Me embargaba el miedo al ruido, a los gestos, a los sentimientos, a salir de
casa… Anáfora no dejaba de repetirme que yo iba demasiado arropada para
encontrarme en plena estación de olvido. Reaccioné con histeria, fabricando
gritos para no oír. A ella se le acabaron los decires y me regaló un paréntesis
de mi talla.
Adquirí
un tono azul pálido circunstancial y me abracé a la madurez prematura. Creo que me volví
demasiado subjetiva, y tan introvertida que me di la vuelta. Cierta mañana me topé con Tiempo Perfecto en un espejo.

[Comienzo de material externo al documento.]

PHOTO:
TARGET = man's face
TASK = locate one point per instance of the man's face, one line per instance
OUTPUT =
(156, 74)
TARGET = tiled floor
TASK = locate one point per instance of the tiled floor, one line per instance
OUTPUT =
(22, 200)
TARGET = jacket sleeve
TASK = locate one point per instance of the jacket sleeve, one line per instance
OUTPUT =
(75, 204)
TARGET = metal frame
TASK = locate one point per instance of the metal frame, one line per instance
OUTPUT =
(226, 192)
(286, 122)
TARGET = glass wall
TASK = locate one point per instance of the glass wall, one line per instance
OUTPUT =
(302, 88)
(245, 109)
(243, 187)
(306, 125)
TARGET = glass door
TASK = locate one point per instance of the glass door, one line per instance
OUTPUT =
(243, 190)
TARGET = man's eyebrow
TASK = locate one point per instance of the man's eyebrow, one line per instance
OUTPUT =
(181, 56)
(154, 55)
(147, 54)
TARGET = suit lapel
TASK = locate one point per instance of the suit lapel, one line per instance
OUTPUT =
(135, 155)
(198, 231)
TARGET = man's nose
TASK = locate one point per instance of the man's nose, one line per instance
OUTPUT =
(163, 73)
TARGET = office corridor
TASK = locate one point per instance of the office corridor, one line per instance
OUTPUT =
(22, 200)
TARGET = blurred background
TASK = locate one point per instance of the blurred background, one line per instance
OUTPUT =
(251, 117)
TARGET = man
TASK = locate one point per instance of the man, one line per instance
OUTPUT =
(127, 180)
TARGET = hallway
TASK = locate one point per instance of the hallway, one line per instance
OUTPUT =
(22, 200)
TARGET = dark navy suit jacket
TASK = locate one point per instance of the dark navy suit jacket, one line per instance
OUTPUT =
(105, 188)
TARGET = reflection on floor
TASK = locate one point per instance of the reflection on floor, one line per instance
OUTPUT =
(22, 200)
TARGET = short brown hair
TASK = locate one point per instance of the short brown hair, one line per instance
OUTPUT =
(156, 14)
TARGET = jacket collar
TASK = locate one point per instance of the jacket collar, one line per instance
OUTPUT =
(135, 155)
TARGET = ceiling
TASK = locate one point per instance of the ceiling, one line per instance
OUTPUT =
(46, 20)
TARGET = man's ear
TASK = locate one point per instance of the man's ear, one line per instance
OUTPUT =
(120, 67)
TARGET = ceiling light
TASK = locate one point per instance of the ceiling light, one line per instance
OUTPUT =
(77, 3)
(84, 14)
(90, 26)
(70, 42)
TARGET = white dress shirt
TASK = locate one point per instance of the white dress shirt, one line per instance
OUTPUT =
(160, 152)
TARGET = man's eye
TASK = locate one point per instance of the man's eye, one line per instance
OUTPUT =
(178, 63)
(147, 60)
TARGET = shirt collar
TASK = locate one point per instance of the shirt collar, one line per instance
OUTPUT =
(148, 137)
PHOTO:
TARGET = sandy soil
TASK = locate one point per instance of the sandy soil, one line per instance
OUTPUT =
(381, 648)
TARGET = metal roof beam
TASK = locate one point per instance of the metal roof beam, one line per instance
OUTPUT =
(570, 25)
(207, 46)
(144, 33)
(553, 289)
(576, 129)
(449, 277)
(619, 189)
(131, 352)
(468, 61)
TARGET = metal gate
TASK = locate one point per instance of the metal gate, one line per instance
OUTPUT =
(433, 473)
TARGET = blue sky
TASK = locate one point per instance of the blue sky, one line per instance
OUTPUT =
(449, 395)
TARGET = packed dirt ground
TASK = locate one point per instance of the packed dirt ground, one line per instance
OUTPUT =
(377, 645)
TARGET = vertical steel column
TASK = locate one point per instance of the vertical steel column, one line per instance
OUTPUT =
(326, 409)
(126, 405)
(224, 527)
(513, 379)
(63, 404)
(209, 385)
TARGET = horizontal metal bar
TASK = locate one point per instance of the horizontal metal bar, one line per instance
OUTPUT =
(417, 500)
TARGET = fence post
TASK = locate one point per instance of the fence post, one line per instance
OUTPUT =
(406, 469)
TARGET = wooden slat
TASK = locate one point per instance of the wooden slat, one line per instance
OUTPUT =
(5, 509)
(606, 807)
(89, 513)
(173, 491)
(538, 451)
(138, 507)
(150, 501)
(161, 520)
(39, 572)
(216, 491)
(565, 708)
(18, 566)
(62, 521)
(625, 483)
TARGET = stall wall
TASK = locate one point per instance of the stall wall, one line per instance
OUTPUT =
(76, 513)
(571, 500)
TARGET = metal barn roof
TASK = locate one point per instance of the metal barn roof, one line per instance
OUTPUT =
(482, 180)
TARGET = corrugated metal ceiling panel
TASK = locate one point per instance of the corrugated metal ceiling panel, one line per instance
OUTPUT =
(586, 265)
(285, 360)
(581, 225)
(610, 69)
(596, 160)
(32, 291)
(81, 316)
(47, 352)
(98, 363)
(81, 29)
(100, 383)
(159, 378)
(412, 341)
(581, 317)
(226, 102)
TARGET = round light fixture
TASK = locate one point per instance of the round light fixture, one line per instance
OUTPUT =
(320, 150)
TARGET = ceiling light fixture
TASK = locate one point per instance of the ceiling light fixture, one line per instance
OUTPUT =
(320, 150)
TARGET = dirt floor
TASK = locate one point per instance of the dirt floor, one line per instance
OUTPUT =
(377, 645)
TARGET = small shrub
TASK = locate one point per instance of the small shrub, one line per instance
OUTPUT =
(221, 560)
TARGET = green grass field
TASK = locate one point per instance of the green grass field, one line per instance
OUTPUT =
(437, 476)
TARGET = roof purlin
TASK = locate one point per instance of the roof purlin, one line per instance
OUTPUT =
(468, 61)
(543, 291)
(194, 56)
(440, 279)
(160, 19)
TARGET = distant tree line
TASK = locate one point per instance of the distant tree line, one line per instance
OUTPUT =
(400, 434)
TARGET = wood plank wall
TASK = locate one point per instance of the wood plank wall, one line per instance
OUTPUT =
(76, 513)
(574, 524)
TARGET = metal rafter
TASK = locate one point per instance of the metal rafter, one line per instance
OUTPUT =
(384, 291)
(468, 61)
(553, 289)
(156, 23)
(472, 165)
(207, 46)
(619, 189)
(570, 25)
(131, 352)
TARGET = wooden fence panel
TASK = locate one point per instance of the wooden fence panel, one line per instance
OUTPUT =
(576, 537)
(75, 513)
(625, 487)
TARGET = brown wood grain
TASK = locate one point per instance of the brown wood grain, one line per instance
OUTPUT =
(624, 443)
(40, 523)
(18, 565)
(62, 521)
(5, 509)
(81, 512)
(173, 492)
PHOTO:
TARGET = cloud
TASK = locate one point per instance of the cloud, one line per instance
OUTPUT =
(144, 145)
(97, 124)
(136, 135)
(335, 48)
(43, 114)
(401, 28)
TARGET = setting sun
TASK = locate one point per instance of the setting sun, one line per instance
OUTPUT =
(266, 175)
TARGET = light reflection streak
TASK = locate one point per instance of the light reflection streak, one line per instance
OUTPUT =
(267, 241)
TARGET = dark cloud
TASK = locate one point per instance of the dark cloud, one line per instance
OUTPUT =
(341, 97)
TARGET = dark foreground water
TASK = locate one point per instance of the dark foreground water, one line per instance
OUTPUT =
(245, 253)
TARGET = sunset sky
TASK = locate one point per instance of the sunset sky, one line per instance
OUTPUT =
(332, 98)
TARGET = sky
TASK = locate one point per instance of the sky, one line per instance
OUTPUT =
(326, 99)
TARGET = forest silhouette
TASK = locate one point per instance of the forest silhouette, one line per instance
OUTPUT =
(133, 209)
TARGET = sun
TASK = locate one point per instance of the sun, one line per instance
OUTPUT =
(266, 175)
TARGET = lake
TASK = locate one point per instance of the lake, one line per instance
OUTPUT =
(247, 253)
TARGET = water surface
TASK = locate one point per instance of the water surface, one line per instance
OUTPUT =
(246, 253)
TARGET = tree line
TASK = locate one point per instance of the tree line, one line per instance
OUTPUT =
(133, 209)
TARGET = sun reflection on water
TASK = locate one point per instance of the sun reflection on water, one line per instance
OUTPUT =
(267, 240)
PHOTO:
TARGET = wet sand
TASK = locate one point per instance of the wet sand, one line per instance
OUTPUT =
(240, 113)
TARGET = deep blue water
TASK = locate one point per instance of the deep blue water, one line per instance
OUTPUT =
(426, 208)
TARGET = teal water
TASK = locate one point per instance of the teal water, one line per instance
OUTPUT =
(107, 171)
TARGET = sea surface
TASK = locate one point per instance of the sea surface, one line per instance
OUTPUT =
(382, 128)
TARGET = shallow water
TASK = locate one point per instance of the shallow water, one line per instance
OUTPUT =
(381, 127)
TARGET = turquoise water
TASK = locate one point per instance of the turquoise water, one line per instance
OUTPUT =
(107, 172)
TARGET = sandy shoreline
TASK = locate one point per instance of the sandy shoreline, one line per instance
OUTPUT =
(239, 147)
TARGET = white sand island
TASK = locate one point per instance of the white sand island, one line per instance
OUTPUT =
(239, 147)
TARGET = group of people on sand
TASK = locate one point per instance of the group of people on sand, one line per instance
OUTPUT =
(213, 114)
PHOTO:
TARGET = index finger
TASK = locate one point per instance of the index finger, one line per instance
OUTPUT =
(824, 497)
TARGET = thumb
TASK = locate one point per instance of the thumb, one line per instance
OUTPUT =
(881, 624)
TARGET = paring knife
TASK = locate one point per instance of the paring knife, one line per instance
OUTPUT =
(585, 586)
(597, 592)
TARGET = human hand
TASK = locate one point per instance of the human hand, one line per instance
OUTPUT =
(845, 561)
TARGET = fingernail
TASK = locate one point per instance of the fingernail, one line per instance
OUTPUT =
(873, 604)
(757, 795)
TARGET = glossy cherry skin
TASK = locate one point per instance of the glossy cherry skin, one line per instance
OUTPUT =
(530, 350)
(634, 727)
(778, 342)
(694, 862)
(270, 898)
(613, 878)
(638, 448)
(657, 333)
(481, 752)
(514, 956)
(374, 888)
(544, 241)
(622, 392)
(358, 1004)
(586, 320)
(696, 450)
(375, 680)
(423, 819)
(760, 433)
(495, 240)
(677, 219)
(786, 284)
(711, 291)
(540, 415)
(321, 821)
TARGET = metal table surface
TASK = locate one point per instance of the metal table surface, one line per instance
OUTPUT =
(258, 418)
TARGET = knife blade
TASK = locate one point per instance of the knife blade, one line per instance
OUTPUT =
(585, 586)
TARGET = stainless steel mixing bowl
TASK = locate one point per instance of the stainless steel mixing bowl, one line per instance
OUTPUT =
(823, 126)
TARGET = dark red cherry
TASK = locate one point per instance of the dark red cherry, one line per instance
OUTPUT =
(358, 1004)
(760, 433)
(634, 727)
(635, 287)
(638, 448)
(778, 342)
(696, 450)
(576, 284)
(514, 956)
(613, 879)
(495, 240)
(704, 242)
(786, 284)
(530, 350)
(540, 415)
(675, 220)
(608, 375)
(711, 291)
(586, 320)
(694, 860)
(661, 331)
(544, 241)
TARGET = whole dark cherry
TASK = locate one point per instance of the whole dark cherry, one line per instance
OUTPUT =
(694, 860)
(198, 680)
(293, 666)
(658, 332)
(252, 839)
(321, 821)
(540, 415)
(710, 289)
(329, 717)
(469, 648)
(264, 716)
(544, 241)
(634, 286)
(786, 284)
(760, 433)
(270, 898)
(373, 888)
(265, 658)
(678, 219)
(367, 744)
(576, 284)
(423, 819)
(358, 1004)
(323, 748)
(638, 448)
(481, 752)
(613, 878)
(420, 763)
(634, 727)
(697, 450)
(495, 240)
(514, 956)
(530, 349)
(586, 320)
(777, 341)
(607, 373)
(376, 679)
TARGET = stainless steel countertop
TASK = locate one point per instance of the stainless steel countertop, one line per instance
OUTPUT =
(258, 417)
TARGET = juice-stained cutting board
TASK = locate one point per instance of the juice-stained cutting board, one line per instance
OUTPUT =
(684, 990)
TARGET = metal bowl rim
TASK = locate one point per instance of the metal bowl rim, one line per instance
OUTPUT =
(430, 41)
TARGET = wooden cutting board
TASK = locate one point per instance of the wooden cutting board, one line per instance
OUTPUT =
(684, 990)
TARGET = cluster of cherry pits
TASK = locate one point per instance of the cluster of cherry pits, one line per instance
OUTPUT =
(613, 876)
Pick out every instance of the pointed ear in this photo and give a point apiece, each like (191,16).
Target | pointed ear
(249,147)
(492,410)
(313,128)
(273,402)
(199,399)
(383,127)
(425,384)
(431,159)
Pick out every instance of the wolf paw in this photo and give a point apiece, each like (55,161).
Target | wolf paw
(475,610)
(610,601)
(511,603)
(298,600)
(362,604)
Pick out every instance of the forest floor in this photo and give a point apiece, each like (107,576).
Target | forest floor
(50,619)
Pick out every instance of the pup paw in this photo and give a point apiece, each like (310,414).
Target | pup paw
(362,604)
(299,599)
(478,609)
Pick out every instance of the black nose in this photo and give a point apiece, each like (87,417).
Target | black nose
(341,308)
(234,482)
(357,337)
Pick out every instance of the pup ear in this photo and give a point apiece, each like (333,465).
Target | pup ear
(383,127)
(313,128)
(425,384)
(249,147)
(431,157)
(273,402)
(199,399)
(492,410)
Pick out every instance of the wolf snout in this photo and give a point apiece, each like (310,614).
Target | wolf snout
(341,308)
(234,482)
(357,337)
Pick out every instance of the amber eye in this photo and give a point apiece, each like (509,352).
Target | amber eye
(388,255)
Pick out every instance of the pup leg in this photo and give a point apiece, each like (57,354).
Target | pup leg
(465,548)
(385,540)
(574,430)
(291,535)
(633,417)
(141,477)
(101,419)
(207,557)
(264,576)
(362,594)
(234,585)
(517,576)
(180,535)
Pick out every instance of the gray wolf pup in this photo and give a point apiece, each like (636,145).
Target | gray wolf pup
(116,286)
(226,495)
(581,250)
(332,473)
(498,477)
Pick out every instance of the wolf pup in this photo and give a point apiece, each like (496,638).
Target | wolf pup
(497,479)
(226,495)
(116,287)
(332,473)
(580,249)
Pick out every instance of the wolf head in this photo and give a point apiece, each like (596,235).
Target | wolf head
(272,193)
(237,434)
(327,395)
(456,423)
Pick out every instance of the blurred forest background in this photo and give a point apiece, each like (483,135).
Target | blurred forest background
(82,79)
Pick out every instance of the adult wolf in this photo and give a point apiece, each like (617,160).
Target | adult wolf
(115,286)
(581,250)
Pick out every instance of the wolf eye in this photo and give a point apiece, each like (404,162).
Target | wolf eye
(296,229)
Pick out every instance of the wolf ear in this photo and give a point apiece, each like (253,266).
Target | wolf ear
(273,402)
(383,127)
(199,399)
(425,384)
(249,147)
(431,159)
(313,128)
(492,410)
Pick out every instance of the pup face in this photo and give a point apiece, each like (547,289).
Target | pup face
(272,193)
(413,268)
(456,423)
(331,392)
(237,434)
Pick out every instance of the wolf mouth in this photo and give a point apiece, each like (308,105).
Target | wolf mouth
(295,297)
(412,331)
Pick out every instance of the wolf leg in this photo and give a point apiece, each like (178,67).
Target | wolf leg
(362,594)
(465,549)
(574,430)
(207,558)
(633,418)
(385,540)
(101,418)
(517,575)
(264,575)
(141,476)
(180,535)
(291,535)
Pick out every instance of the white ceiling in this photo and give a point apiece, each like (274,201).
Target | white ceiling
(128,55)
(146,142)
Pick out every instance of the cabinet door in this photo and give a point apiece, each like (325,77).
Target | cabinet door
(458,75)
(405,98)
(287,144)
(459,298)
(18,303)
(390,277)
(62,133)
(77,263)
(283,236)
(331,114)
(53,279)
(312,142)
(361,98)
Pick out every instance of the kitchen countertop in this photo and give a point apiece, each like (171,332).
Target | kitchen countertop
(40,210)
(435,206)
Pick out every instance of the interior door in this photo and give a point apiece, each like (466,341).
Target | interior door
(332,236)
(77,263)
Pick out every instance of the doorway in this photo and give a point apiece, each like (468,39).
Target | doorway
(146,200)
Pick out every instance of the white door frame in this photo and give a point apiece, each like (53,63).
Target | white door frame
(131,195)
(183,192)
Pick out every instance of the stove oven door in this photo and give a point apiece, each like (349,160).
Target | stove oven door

–¿Me recuerdas? –me preguntó.
–Cada
vez que me acuesto y que me levanto.
La
catatonia me permitía mantenerme erguida, aunque no demostrase ninguna voluntad
o interés por lo que me rodeaba. Anáfora se presentó bajo la forma de un ciclón
en mi casa.
–¿Te
digo?
–No.
–Te
diré: has emprendido una fuga disociativa de tu pasado. Te digo que los muertos
no respiran, y que oigo latidos en tu corazón.
En
el gerundio de lo interminable, tejí una manta de alambre sobre mis rodillas para
que el dolor físico prevaleciera sobre el recuerdo. Cincuenta mañanas de
cicatrices después, y atacada por las lenguas de doble filo que me apodaron
Metasemia –puesto que mi mente había sufrido, según ellas, un cambio de
significación: de principal a regular, de desviada a desvariada, de implosiva a
explosiva–, me declaré inocente en mayúsculas y presenté las pruebas de la
paradoja: opinión verdadera o no, contraria a la opinión oral. Me acusaron de
predicar en el desierto y yo me defendí alegando que estaba sujetando el
océano. Agoté el hilo de sus voces con el alzamiento de mi imago, al fin
conexa, predominante, sin comillas. Salí a la calle poseída por mil demonios
que me desposeyeron en la esquina donde reapareció Ambiguo, esta vez, sin
reflejos.
–Estás
más guapa sin sombras de tristeza en los ojos.
Yo
le definí pasividad e indiferencia aparcando mi mirada en el cielo. Él me
mostró su obtestación y vehemencia poniendo por testigos a los muertos de que
siempre me amó. Decidí creerle no porque me dijera la verdad, sino porque sabía
que, a partir de ese momento, no me mentiría jamás.
–Poco
a poco irás dejando atrás el subjuntivo y las dudas.
Le
miré con estupor / ausencia de respuesta.
Aquélla
fue la primera página de una novela que
escribimos a partes iguales, y que convertimos en el libro de cabecera
indispensable de nuestras horas. Anáfora y yo seguimos amainando y arreciando
por temporadas. Mi hermano me envía tarjetas de felicitación por la buena
nueva; ahora estoy leyendo la última que he recibido, donde me tiende la mano y
la voz. He perdido la forma. Crece una niña en mi vientre y se alimenta de
magia. Ella aún no lo sabe, pero se llamará Sigla.